White Bean, Black Olive, Sun-dried Tomato & Basil Paté
Very quick, easy and full of Mediterranean flavours. Serve in sandwiches, as a dip with crudités or crisp toast, or on a plate with salad leaves and ripe tomatoes for a light meal.
TOP TIPS
- Aldi and Lidl sell very reasonably-priced sundried tomatoes, artichoke hearts and olives.
- Don’t throw away the gooey bean water – pour it into a clean screwtop jar or other airtight container – it will last in the fridge for a few days or in the freezer for a month or more. It’s also called aquafaba and can be used in place of egg whites or eggs to make cakes, meringues, mayo and more.
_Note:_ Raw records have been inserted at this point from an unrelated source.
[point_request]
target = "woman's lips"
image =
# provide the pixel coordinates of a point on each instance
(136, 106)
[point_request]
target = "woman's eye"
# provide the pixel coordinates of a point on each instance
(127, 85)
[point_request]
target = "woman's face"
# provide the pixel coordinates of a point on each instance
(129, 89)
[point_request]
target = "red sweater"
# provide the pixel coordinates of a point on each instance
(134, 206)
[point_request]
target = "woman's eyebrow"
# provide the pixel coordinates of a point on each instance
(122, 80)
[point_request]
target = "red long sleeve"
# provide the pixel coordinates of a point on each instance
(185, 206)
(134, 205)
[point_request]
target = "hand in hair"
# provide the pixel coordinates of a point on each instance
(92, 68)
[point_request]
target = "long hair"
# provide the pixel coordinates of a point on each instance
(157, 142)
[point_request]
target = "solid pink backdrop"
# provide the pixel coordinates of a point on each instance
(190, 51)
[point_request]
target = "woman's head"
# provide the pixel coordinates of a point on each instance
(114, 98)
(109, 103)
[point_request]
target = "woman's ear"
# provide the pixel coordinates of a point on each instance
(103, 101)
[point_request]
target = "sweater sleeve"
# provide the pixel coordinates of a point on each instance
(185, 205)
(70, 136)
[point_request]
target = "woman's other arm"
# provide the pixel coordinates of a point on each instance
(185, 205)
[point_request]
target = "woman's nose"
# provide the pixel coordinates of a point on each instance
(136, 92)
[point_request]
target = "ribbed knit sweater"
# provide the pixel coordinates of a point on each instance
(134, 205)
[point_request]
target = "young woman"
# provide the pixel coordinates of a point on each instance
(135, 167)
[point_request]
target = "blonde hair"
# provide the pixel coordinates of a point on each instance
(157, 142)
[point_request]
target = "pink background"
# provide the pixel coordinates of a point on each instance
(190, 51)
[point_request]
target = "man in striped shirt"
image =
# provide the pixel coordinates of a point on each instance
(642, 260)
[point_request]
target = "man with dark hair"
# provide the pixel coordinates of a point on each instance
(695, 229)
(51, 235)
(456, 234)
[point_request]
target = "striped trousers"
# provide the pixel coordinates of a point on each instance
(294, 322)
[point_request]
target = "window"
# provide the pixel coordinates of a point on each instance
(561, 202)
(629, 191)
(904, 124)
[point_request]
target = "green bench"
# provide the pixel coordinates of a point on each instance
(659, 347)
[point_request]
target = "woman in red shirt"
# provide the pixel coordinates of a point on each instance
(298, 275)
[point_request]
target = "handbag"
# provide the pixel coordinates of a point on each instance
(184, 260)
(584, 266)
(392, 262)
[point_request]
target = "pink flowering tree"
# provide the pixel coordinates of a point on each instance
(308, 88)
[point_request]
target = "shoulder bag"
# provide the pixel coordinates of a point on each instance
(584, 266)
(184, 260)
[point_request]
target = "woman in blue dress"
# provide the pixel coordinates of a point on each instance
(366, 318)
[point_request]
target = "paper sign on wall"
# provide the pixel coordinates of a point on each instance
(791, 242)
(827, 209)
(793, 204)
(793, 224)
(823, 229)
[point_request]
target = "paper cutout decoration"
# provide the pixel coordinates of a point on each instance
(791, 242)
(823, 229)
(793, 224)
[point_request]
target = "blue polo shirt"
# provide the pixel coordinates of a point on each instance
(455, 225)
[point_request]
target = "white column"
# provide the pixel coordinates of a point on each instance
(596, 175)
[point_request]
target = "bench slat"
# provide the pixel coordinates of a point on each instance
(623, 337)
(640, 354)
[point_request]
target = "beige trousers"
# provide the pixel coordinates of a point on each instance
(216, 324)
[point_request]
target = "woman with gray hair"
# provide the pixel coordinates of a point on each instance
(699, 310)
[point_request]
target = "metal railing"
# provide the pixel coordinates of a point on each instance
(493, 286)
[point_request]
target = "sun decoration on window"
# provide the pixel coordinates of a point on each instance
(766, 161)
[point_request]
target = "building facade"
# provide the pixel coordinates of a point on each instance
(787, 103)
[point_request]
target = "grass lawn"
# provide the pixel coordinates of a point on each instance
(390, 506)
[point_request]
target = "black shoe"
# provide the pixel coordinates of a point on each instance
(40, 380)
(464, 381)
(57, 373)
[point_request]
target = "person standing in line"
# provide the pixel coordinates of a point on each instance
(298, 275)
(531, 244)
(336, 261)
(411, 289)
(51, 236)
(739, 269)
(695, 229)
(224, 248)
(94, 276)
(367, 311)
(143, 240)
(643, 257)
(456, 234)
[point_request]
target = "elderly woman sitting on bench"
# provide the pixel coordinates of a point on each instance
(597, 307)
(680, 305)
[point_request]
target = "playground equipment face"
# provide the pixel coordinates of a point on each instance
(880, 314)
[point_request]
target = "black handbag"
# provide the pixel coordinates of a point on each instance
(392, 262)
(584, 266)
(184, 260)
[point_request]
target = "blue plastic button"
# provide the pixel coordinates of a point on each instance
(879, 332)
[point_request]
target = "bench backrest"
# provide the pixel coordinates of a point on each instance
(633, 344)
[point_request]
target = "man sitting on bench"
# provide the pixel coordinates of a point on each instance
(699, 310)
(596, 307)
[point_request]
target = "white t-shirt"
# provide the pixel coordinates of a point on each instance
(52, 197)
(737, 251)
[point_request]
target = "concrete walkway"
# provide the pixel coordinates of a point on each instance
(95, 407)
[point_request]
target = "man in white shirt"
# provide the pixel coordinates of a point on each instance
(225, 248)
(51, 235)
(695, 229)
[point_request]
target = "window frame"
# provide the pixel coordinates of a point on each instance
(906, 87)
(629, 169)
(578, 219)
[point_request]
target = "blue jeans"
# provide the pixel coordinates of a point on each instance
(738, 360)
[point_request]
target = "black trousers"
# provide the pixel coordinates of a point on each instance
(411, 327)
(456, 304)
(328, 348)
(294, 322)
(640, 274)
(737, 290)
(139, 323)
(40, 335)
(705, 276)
Click to access this feature
Adapted with thanks from The GI Vegetarian Cookbook by Rose Elliot, published by BBC Books
Total time
10 minutes
Meal
- soups-starters
- sides-light-meals-and-salads
Servings
4
Ingredients
- Small garlic clove, crushed or ½ tsp garlic puree
- 420g can drained white beans – cannellini, white haricot beans or butter
- Juice of ½ lemon
- 3-4 soft sun-dried tomatoes
- 8 pitted black olives
- Salt and freshly ground black pepper
- A few basil leaves, torn
- Optional: 3 chopped artichoke hearts
ALL KITTED OUT: measuring spoons; tin opener; colander; clean jar to save bean water for later (aquafaba!), stick blender or similar; potato masher if you don’t have a blender; scissors; knife; chopping board
Instructions
- Put the garlic, cannellini beans, lemon juice, sun-dried tomatoes and black olives into a food processor and whizz to a thick chunky puree – use the pulse button or just blend a little at a time if you prefer a more textured dip. If using optional artichoke hearts, chop these up and add last – don’t blend. You can also snip a few of the sundried tomatoes to add more texture if you prefer.
- Snip the basil with scissors and mix in last then season with salt and pepper to taste. Serve with a couple of basil leaves for decoration if this isn’t going straight into a sandwich.